Esse processo garante segurança para os dois lados — desde que seja feito com transparência e livre vontade.

Como calcular a demissão por acordo? 

Vamos usar um exemplo bem direto: 

Imagine que você tem direito a: 

  • R$ 3.000 de salário do mês; 
  • R$ 2.000 de férias proporcionais + 1/3; 
  • R$ 2.000 de 13º proporcional; 
  • R$ 5.000 no FGTS. 

Na demissão comum, você teria R$ 2.000 de multa do FGTS (40%). Na demissão acordada, essa multa cai pela metade: R$ 1.000. 

O aviso prévio também muda: ao invés de receber um mês completo, você recebe só 15 dias (50%). 

Você também só pode sacar 80% do FGTS, e não pode pedir seguro-desemprego

Vale a pena fazer demissão por acordo? 

Se você não precisa do seguro-desemprego e quer sair da empresa de forma amigável, pode valer sim. 

Mas se você está contando com o benefício ou precisa do dinheiro do FGTS inteiro, talvez seja melhor esperar ou conversar com a empresa sobre outra forma de desligamento

A demissão por acordo é uma opção legal e segura, desde que feita com clareza, honestidade e de forma documentada. Avalie seus direitos, pense no momento que está vivendo e converse com a empresa de forma aberta. 
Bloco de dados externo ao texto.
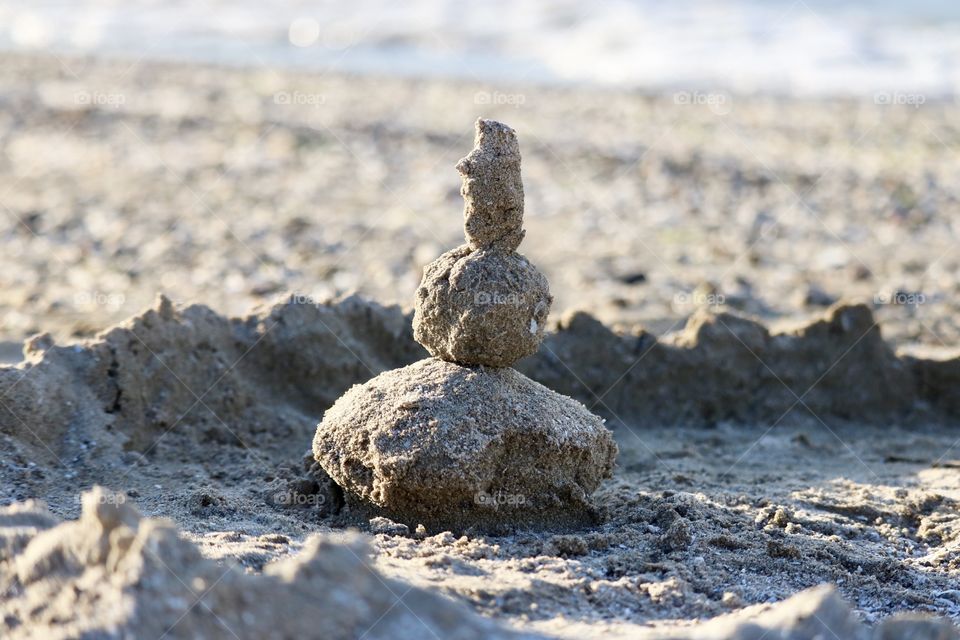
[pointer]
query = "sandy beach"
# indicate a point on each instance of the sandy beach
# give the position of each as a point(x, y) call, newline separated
point(758, 295)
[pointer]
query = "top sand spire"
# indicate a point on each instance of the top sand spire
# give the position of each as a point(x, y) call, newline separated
point(492, 189)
Se for feita da forma certa, a demissão por acordo trabalhista pode evitar problemas futuros — dos dois lados. 

Perguntas Frequentes

A empresa é obrigada a aceitar o pedido de demissão por acordo? 
Não. Tudo precisa ser de comum acordo. Se uma das partes não quiser, não acontece. 

Precisa de homologação no sindicato? 
Não. Desde 2017, a maioria dos casos de rescisão não precisa mais de homologação sindical, nem mesmo na demissão por acordo trabalhista. 

Posso sacar todo meu FGTS? 
Não. Só pode sacar até 80%. O restante continua lá, rendendo. 

E se eu quiser o seguro-desemprego? 
Nesse caso, o ideal seria ser demitido sem justa causa. Na demissão por acordo, o benefício não é liberado.